Labor-Management Reporting and Disclosure Act of 1959, as Amended
Author :
Publisher :
Page : 32 pages
File Size : 48,56 MB
Release : 1999
Category : Labor laws and legislation
ISBN :
Author :
Publisher :
Page : 32 pages
File Size : 48,56 MB
Release : 1999
Category : Labor laws and legislation
ISBN :
Author : G. William Domhoff
Publisher : Touchstone
Page : 244 pages
File Size : 46,85 MB
Release : 1986
Category : History
ISBN :
The author is convinced that there is a ruling class in America today. He examines the American power structure as it has developed in the 1980s. He presents systematic, empirical evidence that a fixed group of privileged people dominates the American economy and government. The book demonstrates that an upper class comprising only one-half of one percent of the population occupies key positions within the corporate community. It shows how leaders within this "power elite" reach government and dominate it through processes of special-interest lobbying, policy planning and candidate selection.

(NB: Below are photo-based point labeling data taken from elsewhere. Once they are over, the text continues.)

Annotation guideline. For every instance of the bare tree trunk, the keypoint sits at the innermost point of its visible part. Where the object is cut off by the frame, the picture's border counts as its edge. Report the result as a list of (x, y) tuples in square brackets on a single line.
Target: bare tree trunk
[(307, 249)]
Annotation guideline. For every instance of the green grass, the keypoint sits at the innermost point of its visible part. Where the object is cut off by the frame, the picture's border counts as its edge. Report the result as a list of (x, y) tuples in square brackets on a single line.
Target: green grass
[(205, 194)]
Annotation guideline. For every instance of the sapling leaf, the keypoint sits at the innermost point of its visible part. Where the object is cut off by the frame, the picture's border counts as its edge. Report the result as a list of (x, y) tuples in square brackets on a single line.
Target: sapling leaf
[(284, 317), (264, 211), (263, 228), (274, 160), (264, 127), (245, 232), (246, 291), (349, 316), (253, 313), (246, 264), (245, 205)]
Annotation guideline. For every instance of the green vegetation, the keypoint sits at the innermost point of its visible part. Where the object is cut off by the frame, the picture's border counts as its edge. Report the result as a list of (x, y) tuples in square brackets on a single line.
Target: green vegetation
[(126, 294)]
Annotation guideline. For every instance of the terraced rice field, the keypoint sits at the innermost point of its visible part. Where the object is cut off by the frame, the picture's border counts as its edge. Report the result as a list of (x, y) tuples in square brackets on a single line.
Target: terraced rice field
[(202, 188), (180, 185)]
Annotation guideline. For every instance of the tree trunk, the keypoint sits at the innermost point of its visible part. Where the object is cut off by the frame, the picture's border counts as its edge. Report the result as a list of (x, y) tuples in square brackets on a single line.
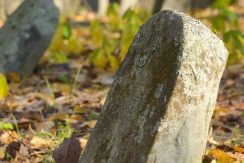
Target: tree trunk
[(161, 102), (26, 35)]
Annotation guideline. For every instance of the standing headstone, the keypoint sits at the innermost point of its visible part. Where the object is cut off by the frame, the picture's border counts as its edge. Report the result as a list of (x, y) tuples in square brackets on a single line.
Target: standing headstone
[(26, 35), (159, 107)]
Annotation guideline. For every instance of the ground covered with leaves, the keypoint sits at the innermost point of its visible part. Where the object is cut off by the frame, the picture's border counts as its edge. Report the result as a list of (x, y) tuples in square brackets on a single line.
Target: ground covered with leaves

It is written not to promote any political ideology, but to analyze our society with accuracy.
Author : United States
Publisher :
Page : 1192 pages
File Size : 15,44 MB
Release : 1989
Category : Law
ISBN :
Author : David Witwer
Publisher : The New Press
Page : 303 pages
File Size : 35,64 MB
Release : 2020-05-05
Category : Political Science
ISBN : 1620974649
The thrilling and true account of racketeering and union corruption in mid-century New York, when unions and the mob were locked in a power struggle that reverberates to this day In 1949, in New York City's crowded Garment District, a union organizer named William Lurye was stabbed to death by a mob assassin. Through the lens of this murder case, prize-winning authors David Witwer and Catherine Rios explore American labor history at its critical turning point, drawing on FBI case files and the private papers of investigative journalists who first broke the story. A narrative that originates in the garment industry of mid-century New York, which produced over 80 percent of the nation's dresses at the time, Murder in the Garment District quickly moves to a national stage, where congressional anti-corruption hearings gripped the nation and forever tainted the reputation of American unions. Replete with elements of a true-crime thriller, Murder in the Garment District includes a riveting cast of characters, from wheeling and dealing union president David Dubinsky to the notorious gangster Abe Chait and the crusading Robert F. Kennedy, whose public duel with Jimmy Hoffa became front-page news. Deeply researched and grounded in the street-level events that put people's lives and livelihoods at stake, Murder in the Garment District is destined to become a classic work of history—one that also explains the current troubled state of unions in America.
Author :
Publisher :
Page : 44 pages
File Size : 25,74 MB
Release : 1987
Category : Labor unions
ISBN :
Author : Morgan O. Reynolds
Publisher :
Page : 320 pages
File Size : 10,75 MB
Release : 1984
Category : Business & Economics
ISBN :
"A Manhattan Institute for Policy Research book."Includes index. Bibliography: p. 276-301.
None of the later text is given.